Another incidental by product was a further 87 new journals to my database of journal names and ISSNs. Just to remind myself how to do this, this is the SQL to insert the new journal names and ISSNs.

INSERT INTO issn(title, issn)
SELECT jstor.journal, jstor.issn FROM jstor
LEFT JOIN issn ON jstor.journal = issn.title
WHERE issn.title IS NULL;


The next step would be to add code to the OpenURL resolver so it could figure out whether a reference was in JSTOR and provide a link to that resource (as well as any other links I have). For example, Walker et al. "The Effect of Feeding History on Retreat Construction in the Wolf Spider Hogna helluo (Araneae, Lycosidae)" is in JSTOR (sici:0161-8202(1999)27<689>2.0.CO;2-7), and is also in my database as the PDF is freely available online.

It would be nice if my OpenURL resolver could take a SICI and return metadata that included both the availability in JSTOR and on the American Arachnological Society web site.

Thursday, 30 August 2007

Piggy Bank and bioGUID - browsing the biodiversity Semantic Web


Piggy Bank is, according to its developers:
...a Firefox extension that turns your browser into a mashup platform, by allowing you to extract data from different web sites and mix them together.

I've been rather underwhelmed in the past, but Jim Balhoff asked me why bioGUID didn't play ball, so I decided to take another look.



On pointing Piggy Bank at a bioGUID page, such as casent0498428 and clicking on the "data coin" icon in the bottom right corner of the Firefox browser window failed to produce anything interesting (Piggy Bank just grabbed some text from the web page, not the underlying RDF).
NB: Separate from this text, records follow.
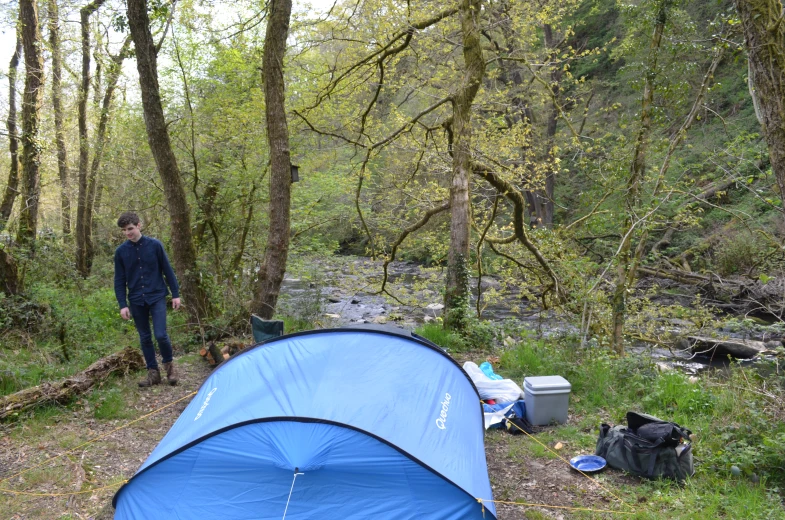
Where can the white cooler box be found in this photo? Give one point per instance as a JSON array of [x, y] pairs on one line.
[[547, 398]]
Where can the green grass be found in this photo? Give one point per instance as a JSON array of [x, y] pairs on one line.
[[736, 416]]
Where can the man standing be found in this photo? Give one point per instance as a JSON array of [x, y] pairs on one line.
[[140, 266]]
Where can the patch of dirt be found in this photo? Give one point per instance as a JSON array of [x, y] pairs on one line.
[[115, 456], [517, 476], [118, 453]]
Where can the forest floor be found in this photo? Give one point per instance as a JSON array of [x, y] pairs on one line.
[[516, 473], [527, 470]]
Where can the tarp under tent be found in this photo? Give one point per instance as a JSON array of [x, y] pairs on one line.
[[327, 424]]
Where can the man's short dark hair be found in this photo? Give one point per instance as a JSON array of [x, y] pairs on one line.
[[129, 217]]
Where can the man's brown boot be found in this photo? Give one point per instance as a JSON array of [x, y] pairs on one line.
[[171, 375], [153, 378]]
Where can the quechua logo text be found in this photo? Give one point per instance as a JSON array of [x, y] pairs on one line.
[[441, 421]]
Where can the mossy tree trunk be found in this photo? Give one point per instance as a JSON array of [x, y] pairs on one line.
[[31, 108], [764, 32], [12, 187], [625, 268], [273, 267], [456, 299], [57, 106]]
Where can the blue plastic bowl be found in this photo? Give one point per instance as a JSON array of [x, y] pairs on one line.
[[588, 463]]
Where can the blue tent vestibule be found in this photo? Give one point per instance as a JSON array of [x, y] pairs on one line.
[[325, 424]]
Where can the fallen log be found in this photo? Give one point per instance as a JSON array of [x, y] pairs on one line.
[[731, 294], [722, 347], [127, 360]]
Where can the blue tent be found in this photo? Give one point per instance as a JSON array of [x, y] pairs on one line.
[[327, 424]]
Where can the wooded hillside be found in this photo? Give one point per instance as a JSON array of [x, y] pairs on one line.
[[557, 145]]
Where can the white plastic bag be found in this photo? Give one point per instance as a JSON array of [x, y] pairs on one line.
[[492, 418], [502, 391]]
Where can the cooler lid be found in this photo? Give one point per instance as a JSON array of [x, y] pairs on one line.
[[546, 383]]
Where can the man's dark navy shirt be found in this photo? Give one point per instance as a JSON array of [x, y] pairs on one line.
[[141, 267]]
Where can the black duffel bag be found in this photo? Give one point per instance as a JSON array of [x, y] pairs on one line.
[[647, 447]]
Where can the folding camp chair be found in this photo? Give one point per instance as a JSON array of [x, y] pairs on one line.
[[265, 329]]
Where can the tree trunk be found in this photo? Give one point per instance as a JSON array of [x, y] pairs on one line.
[[12, 188], [244, 235], [456, 299], [546, 194], [115, 69], [183, 250], [625, 270], [57, 105], [9, 274], [31, 107], [208, 197], [764, 33], [127, 360], [273, 267], [82, 219]]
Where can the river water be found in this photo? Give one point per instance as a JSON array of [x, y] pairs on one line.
[[343, 291]]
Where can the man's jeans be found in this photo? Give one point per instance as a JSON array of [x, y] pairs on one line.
[[142, 314]]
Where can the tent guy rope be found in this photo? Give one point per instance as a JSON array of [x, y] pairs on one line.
[[290, 493]]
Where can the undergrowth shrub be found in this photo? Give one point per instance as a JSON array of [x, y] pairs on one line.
[[739, 253]]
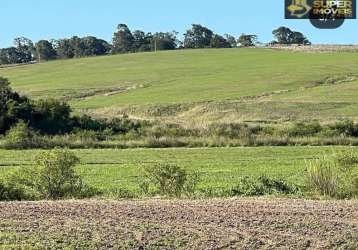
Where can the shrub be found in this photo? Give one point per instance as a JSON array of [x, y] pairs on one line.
[[249, 186], [53, 177], [14, 191], [345, 128], [169, 180], [323, 176], [19, 137], [56, 176], [336, 176], [305, 129]]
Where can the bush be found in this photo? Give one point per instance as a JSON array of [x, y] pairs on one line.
[[53, 177], [249, 186], [323, 176], [19, 137], [305, 129], [345, 128], [169, 180], [336, 176], [15, 191], [56, 174]]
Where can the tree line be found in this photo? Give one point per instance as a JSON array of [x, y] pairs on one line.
[[127, 41]]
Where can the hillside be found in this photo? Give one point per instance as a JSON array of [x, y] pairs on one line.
[[240, 84]]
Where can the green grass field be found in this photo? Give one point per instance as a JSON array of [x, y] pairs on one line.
[[218, 167], [244, 84]]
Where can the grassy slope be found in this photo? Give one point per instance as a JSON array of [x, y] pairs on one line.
[[182, 76], [218, 167]]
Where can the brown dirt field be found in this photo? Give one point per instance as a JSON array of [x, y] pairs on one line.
[[158, 224]]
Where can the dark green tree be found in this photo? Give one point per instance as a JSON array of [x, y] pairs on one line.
[[123, 40], [247, 40], [231, 40], [198, 37], [64, 48], [299, 38], [284, 35], [45, 51], [219, 42], [164, 41], [9, 56], [25, 49], [13, 107]]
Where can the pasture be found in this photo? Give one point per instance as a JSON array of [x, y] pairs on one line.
[[201, 85], [218, 168]]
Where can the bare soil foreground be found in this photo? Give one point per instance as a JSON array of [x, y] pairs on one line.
[[157, 224]]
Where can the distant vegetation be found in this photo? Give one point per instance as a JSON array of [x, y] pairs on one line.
[[127, 41]]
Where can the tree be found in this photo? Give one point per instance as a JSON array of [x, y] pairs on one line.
[[25, 49], [286, 36], [299, 38], [9, 56], [64, 48], [45, 50], [13, 107], [247, 40], [282, 35], [198, 37], [219, 42], [164, 41], [142, 41], [123, 40], [94, 46], [231, 40]]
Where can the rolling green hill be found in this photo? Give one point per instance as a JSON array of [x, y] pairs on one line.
[[215, 84]]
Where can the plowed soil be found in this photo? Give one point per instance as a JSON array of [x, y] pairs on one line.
[[158, 224]]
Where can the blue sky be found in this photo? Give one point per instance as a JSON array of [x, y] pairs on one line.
[[46, 19]]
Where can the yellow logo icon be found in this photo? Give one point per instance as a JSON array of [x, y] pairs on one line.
[[299, 8]]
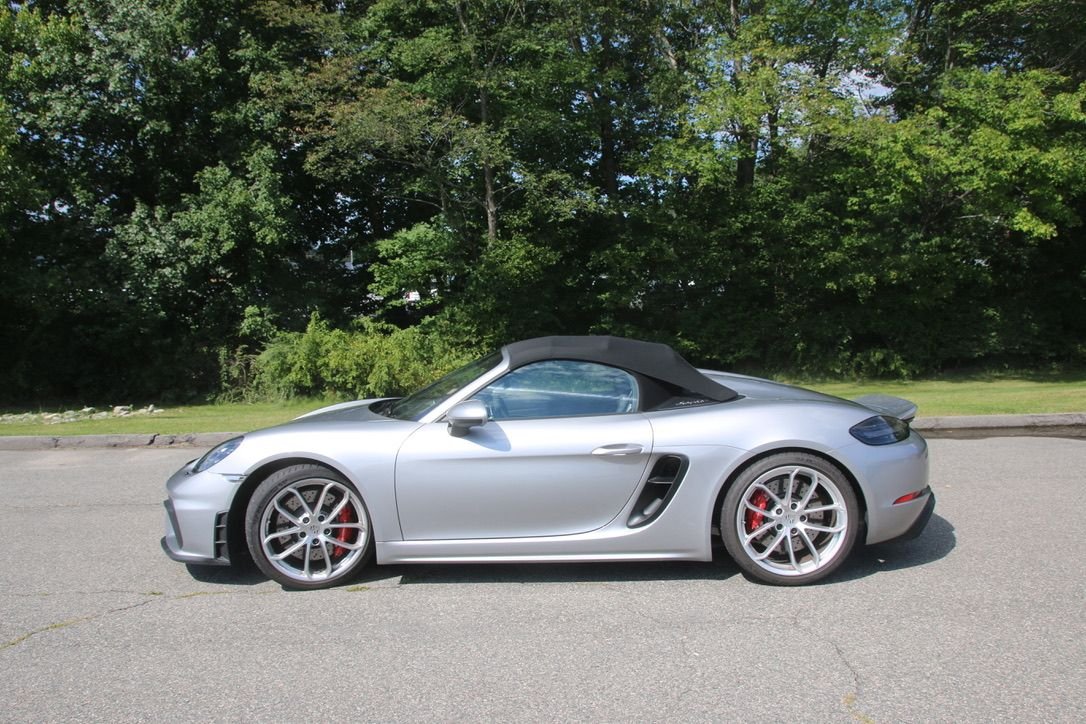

After a bit of fussing, I finally got bioGUID to work with Piggy Bank.



BioGUID resolves a GUID and returns RDF as an XML document, with a XSL instruction included so that the web browser renders it as HTML. This means that a user with a web browser gets a nicley formatted page, but a Semantic Web tool gets RDF. However, Piggy Bank needs some help. First, I include a link to the RDF in the <head> element of the HTML, as described on the Piggy Bank web sitee.g.:

<link rel="alternate" type="application/rdf+xml"
href="http://bioguid.info/rdf/casent:0008682-d03&format=raw">

The &format=raw parameter is important as this tells bioGUID to return RDF with the MIME type "application/rdf+xml". Piggy Bank needs this MIME type set, otherwise it just parses HTML. I normally return RDF as "application/xml" so it displays nicely in web browsers if I'm debugging, and to ensure the XML is transformed into HTML. Clearly I'm going to have to rethink this, perhaps by exploring content negotiation.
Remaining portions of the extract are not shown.